Début 2020, personne n'envisage une telle issue alors que le Covid-19 n'a pas encore atteint le sol européen. Une menace invisible et imprévisible, "caractéristique de ces nouveaux défis", selon l'historien du sport. "À l'époque, les acteurs étaient identifiés, étatiques. La crise économique, c'est une forme d'ennemi invisible, la crise terroriste, ce sont des gens sous les radars, et la crise sanitaire, c'est le paroxysme de l'impact qui est non-identifiable."

La menace du virus identifiée, les organisateurs sont parvenus à s'adapter pour proposer un Euro dans onze villes au lieu de douze, après le retrait de Dublin. Des jauges permettront même d'accueillir des supporters, selon les décisions des gouvernements locaux, à l'image du volontarisme de la Hongrie, qui pourra compter 67 000 personnes dans son stade Ferenc-Puskas, notamment contre l'équipe de France le 19 juin prochain.

La Russie, qui accueillera quatre matches lors de l'Euro, avait admis 13 000 supporters lors de son match face à la Slovénie, le 27 mars 2021. (ALEXEY FILIPPOV / SPUTNIK)

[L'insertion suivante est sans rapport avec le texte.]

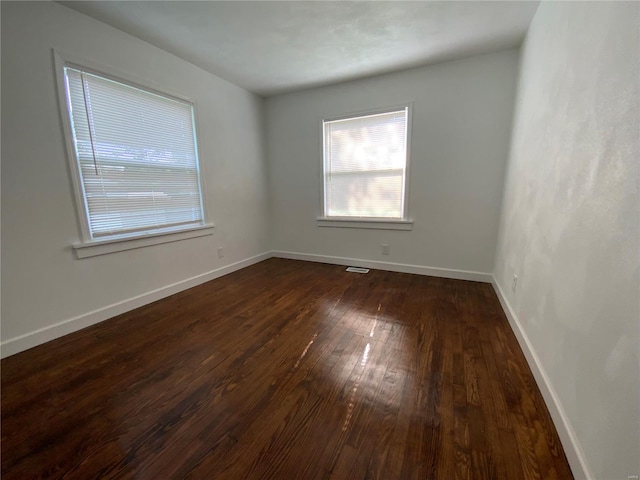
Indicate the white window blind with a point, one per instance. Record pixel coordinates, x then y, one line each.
365 163
136 154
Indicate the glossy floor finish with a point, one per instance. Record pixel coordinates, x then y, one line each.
285 370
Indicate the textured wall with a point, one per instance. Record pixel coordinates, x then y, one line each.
42 283
569 226
462 113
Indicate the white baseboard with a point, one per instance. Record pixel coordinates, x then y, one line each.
389 266
38 337
572 448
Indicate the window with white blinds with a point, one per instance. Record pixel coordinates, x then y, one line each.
136 155
365 166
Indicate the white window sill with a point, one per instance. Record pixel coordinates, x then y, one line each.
376 224
102 247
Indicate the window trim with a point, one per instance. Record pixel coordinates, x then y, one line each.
382 223
89 246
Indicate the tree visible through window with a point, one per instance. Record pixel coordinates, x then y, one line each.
365 166
136 157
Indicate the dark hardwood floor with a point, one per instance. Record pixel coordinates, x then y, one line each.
285 370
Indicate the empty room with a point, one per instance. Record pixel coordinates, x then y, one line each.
320 240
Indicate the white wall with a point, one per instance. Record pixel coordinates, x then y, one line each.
42 283
461 126
569 226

Cette crise sanitaire et le destin de cette 16e édition de l'Euro viennent en tout cas rappeler que ce tournoi créé en 1960 est un sujet de l'Histoire, chaque tournoi s'inscrivant dans un contexte bien particulier. "Les conflits entre États se sont estompés et ont moins marqué la compétition, l'Euro a été moins affecté par des enjeux géopolitiques et est aujourd'hui rattrapé par des défis qui nous touchent tous", souligne Germain.

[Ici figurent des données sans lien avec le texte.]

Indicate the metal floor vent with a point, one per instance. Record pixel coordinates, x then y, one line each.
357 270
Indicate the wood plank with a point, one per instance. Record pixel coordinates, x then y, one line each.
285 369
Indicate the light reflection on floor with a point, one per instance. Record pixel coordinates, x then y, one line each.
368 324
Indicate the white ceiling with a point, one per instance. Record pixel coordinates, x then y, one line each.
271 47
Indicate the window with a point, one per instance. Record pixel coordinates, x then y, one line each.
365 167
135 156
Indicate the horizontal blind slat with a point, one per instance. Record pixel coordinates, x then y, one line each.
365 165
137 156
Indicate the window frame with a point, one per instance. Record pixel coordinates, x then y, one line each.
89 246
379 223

Après les crises économique, terroriste et sanitaire, quel défi attend l'Euro 2024 qui se déroulera en Allemagne ? "Je suis optimiste, je pense qu'on va retrouver à partir de la prochaine édition la période heureuse du tournoi", veut croire l'historien du sport. Menacé, chamboulé, réformé, l'Euro a une nouvelle fois prouvé sa résilience face à des défis nouveaux et inhérents à l'Histoire.

Le 60e anniversaire de l'Euro aura finalement été spécial, mais en dit long sur la façon dont s'inscrit le tournoi dans l'Histoire. "C'est un anniversaire particulier mais qui laisse la place à beaucoup d'autres", conclut Guillaume Germain.